We hold that, in CAFA cases, the 30–day removal periods of 28 U.S .C. §§ 1446(b)(1) and (b)(3) are not triggered until the plaintiff serves the defendant with an initial pleading or other document that explicitly specifies the amount of monetary damages sought or sets forth facts from which an amount in controversy in excess of $5,000,000 could be ascertained. We also hold that where these documents fail to trigger the removal periods of 28 U.S.C. §§ 1446(b)(1) and (b)(3), a defendant may remove a case when, upon its own independent investigation, it determines that the case is removable. Thus, we hold that the 30–day removal periods of 28 U.S.C. §§ 1446(b)(1) and (b)(3) are not the exclusive authorizations of removal in CAFA cases.

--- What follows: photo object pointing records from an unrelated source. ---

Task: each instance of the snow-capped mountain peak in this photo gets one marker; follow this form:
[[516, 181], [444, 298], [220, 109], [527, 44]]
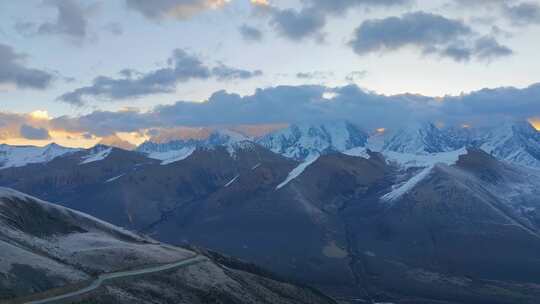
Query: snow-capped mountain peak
[[19, 156], [177, 150], [517, 142], [419, 138], [299, 141]]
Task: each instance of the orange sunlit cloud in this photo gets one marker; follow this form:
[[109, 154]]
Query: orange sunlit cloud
[[535, 122], [260, 2], [40, 115]]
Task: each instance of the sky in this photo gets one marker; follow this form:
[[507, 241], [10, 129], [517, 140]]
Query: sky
[[77, 71]]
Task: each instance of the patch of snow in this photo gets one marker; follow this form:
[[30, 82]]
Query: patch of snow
[[114, 178], [232, 181], [399, 191], [101, 154], [20, 156], [172, 156], [357, 152], [298, 170], [406, 160], [299, 141]]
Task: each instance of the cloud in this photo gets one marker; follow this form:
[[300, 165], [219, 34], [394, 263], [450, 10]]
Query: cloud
[[14, 71], [297, 25], [430, 33], [310, 19], [520, 13], [524, 13], [33, 133], [114, 28], [224, 73], [181, 67], [315, 75], [354, 76], [341, 6], [71, 21], [175, 9], [294, 104], [250, 33]]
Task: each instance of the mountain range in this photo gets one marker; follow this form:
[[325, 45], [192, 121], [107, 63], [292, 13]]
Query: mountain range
[[48, 250], [419, 215]]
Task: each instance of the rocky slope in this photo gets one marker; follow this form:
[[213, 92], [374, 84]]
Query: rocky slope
[[44, 246]]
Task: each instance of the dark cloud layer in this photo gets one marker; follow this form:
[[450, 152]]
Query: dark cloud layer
[[430, 33], [33, 133], [181, 67], [71, 21], [14, 71], [290, 104], [179, 9], [524, 13], [250, 33], [310, 19]]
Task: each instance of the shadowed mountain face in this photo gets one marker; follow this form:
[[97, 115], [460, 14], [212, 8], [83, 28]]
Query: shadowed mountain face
[[45, 246], [457, 227]]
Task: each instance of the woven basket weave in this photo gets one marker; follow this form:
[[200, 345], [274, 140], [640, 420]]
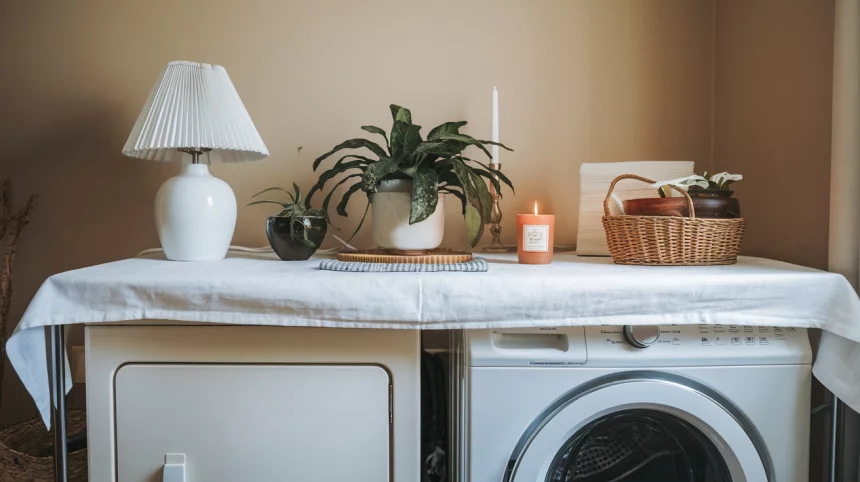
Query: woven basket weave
[[670, 240], [22, 448]]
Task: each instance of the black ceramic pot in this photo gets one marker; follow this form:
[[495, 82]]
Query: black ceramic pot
[[288, 248]]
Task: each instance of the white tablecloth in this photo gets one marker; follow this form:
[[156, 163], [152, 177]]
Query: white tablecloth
[[259, 290]]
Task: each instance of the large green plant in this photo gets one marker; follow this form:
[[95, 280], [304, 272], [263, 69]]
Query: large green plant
[[435, 165]]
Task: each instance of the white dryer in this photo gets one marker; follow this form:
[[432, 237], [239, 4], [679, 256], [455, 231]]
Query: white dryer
[[698, 403]]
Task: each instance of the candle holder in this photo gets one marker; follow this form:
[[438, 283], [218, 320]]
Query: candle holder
[[495, 245]]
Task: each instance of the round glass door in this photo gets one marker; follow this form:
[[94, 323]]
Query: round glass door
[[639, 445], [640, 427]]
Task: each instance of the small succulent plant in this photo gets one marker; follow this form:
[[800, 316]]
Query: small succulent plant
[[719, 181], [298, 213]]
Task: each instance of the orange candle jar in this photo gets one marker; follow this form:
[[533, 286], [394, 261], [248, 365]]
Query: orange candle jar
[[535, 237]]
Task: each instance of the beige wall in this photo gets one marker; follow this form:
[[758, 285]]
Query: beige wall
[[579, 80], [774, 71]]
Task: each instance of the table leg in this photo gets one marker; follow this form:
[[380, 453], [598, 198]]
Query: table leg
[[58, 396], [836, 436]]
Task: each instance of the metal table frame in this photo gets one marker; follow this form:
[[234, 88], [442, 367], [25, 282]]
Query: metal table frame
[[58, 415]]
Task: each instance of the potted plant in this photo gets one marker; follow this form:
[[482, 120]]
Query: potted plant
[[712, 199], [297, 231], [405, 178]]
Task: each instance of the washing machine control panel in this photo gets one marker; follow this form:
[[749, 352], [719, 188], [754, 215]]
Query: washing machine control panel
[[638, 346], [681, 344]]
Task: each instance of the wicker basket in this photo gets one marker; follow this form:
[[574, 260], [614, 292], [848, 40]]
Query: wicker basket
[[670, 240], [22, 449]]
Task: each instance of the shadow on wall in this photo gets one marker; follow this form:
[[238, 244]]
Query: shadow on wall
[[94, 204]]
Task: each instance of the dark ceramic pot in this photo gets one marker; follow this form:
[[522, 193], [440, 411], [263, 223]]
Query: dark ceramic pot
[[289, 249], [706, 207]]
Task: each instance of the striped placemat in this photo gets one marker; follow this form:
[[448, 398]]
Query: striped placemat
[[476, 265]]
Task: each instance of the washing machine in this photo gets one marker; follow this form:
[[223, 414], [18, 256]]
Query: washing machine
[[691, 403]]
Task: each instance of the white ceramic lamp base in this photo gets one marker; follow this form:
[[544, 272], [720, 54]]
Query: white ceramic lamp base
[[195, 214]]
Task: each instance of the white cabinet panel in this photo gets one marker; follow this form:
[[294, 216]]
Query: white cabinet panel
[[303, 423]]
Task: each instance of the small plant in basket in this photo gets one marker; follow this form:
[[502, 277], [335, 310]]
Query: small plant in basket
[[715, 185]]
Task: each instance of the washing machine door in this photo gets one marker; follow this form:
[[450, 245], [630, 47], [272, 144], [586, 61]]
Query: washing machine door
[[641, 426]]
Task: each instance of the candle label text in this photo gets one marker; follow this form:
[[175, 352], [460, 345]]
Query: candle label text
[[536, 238]]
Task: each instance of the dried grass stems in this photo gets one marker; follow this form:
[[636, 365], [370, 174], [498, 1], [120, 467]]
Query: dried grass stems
[[11, 226]]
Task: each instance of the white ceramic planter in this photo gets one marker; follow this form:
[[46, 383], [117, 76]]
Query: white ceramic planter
[[390, 207]]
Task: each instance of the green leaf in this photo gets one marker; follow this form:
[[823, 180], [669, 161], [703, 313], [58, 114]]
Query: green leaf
[[464, 141], [327, 199], [275, 189], [489, 176], [498, 173], [352, 144], [496, 144], [405, 138], [377, 130], [341, 207], [474, 225], [360, 223], [441, 148], [329, 175], [298, 198], [376, 172], [425, 195], [446, 128], [476, 193], [459, 195], [366, 160], [400, 114]]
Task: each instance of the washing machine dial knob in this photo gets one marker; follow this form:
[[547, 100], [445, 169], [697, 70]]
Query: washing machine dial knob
[[641, 336]]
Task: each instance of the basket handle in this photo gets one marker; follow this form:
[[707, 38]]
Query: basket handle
[[640, 178]]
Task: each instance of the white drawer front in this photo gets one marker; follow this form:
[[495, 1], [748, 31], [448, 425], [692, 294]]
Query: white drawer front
[[248, 422]]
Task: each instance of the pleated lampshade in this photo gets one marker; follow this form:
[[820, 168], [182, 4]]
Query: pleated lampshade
[[194, 106]]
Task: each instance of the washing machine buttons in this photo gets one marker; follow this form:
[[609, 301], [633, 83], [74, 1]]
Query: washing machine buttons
[[641, 336]]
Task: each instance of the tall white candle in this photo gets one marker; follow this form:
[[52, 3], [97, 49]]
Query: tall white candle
[[494, 150]]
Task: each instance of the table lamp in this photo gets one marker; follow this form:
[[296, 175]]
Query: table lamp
[[193, 110]]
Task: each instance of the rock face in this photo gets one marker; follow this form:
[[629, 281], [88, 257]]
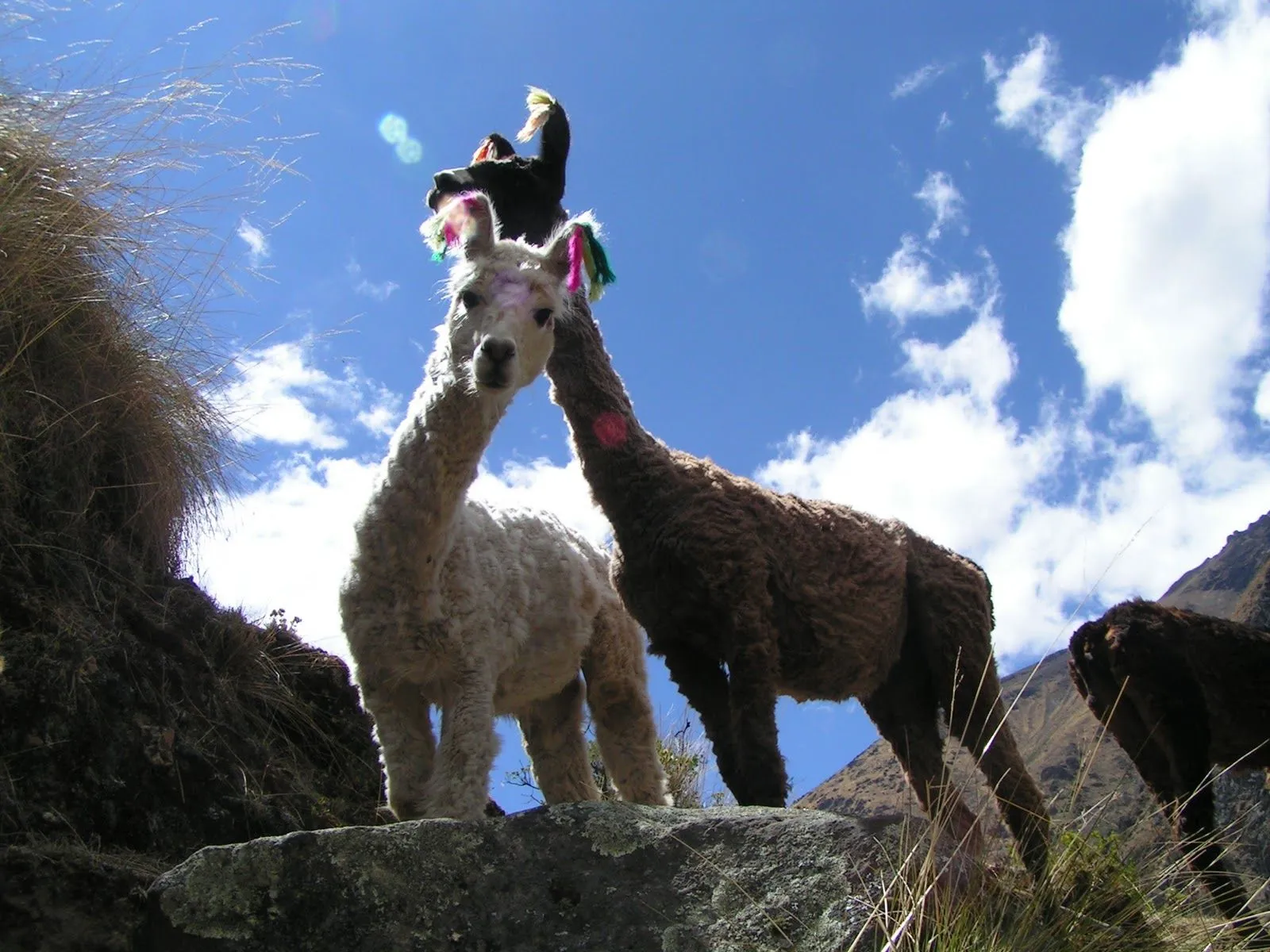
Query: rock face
[[577, 876], [1081, 774]]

In this case, the plaintiffs never served MERS with a complaint or subsequent document explicitly stating the amount in controversy or providing MERS with sufficient information to conclude the threshold amount in controversy was satisfied. Therefore, the removal clocks of 28 U.S.C. §§ 1446(b)(1) and (b)(3) did not commence. After MERS determined upon its independent investigation that 28 U.S.C. § 1332(d) conveyed CAFA federal jurisdiction because the amount in controversy, number of plaintiffs, and minimal diversity requirements were satisfied, it properly removed the case by alleging facts adequate to establish the amount in controversy in its notice of removal. We therefore VACATE the district court's order remanding the case to state court and REMAND the case for proceedings consistent with this opinion.

FOOTNOTES

1.  MERS contests the plaintiffs' categorization of the relevant electronic documents as “Esign” mortgages, but this dispute is not relevant to the present appeal.

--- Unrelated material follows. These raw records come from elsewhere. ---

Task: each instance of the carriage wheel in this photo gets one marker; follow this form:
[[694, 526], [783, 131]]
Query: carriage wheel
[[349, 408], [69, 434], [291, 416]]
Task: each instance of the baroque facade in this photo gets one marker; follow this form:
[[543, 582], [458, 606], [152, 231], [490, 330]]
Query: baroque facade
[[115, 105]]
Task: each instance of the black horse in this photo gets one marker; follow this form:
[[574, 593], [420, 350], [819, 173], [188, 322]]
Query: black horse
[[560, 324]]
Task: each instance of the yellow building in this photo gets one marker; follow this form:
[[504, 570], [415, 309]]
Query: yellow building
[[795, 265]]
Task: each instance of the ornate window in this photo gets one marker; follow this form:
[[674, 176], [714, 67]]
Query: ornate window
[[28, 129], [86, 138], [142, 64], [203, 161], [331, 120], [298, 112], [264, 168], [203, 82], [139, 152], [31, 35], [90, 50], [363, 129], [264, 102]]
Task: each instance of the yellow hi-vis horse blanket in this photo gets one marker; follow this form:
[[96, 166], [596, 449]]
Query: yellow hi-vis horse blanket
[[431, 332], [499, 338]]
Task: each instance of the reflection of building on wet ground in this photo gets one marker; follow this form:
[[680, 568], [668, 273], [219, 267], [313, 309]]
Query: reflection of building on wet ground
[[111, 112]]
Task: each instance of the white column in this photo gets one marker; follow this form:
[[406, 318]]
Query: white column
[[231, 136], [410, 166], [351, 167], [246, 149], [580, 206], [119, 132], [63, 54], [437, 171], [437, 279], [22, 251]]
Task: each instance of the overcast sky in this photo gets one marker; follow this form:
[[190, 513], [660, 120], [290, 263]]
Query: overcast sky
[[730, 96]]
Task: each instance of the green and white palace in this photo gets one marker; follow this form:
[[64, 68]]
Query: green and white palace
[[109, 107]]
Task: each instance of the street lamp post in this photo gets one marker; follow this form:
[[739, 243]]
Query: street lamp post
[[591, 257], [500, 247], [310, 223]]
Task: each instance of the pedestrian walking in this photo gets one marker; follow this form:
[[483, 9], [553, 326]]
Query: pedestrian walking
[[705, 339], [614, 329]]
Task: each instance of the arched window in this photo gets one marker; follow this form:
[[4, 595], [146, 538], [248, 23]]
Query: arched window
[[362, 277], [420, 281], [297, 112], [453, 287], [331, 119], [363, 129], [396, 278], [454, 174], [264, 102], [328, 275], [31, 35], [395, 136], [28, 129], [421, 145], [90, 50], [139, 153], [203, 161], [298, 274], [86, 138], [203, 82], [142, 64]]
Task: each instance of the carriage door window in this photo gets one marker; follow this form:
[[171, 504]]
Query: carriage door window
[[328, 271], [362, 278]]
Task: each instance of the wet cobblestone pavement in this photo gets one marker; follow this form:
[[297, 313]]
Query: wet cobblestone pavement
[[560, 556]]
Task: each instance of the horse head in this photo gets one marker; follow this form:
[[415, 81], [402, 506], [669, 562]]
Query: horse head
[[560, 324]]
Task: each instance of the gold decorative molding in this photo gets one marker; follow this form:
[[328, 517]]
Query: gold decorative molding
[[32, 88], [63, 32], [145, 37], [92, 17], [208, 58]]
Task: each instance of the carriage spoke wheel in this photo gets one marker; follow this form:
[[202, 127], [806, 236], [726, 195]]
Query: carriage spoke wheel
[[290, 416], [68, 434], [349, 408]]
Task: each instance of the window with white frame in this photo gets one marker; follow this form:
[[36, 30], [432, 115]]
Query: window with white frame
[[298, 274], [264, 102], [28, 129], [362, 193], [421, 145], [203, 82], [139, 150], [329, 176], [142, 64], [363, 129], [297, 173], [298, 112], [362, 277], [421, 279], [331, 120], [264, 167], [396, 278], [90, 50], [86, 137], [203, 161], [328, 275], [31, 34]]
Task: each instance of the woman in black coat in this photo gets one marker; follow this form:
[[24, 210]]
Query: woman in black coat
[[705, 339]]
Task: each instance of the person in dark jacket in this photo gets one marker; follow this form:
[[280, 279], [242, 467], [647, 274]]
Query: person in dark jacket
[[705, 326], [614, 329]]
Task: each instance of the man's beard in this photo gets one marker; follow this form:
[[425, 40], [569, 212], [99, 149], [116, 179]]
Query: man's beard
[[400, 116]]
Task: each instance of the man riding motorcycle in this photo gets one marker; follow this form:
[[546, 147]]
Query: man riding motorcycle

2.  MERS is not itself a lender and did not loan the plaintiffs the funds for the initial mortgage or refinanced mortgage.

3.  A declaration filed by MERS on July 16, 2013, further explains: “Assuming that even half of the registered eNotes secured by a MERS mortgage in New York are the basis for claims that Plaintiffs were wrongly forced to pay a mortgage tax, using a conservatively low number of $3,000.00 in damages for each potential plaintiff in the putative class, Plaintiffs' aggregate claims would reach $5.5 million.”

4.  28 U.S.C. § 1446(b)(1) also provides a removal time period of “within 30 days after the service of summons upon the defendant if such initial pleading has then been filed in court and is not required to be served on the defendant․”

5.  The plaintiffs in this case do not argue that MERS failed to allege adequate facts to establish removability in its notice of removal or subsequent declaration.

6.  Given our holding that MERS timely removed this case, we do not reach the question, as MERS urges us, of whether the plaintiffs' cause of action presents a federal question sufficient for jurisdiction pursuant to 28 U.S.C. § 1331.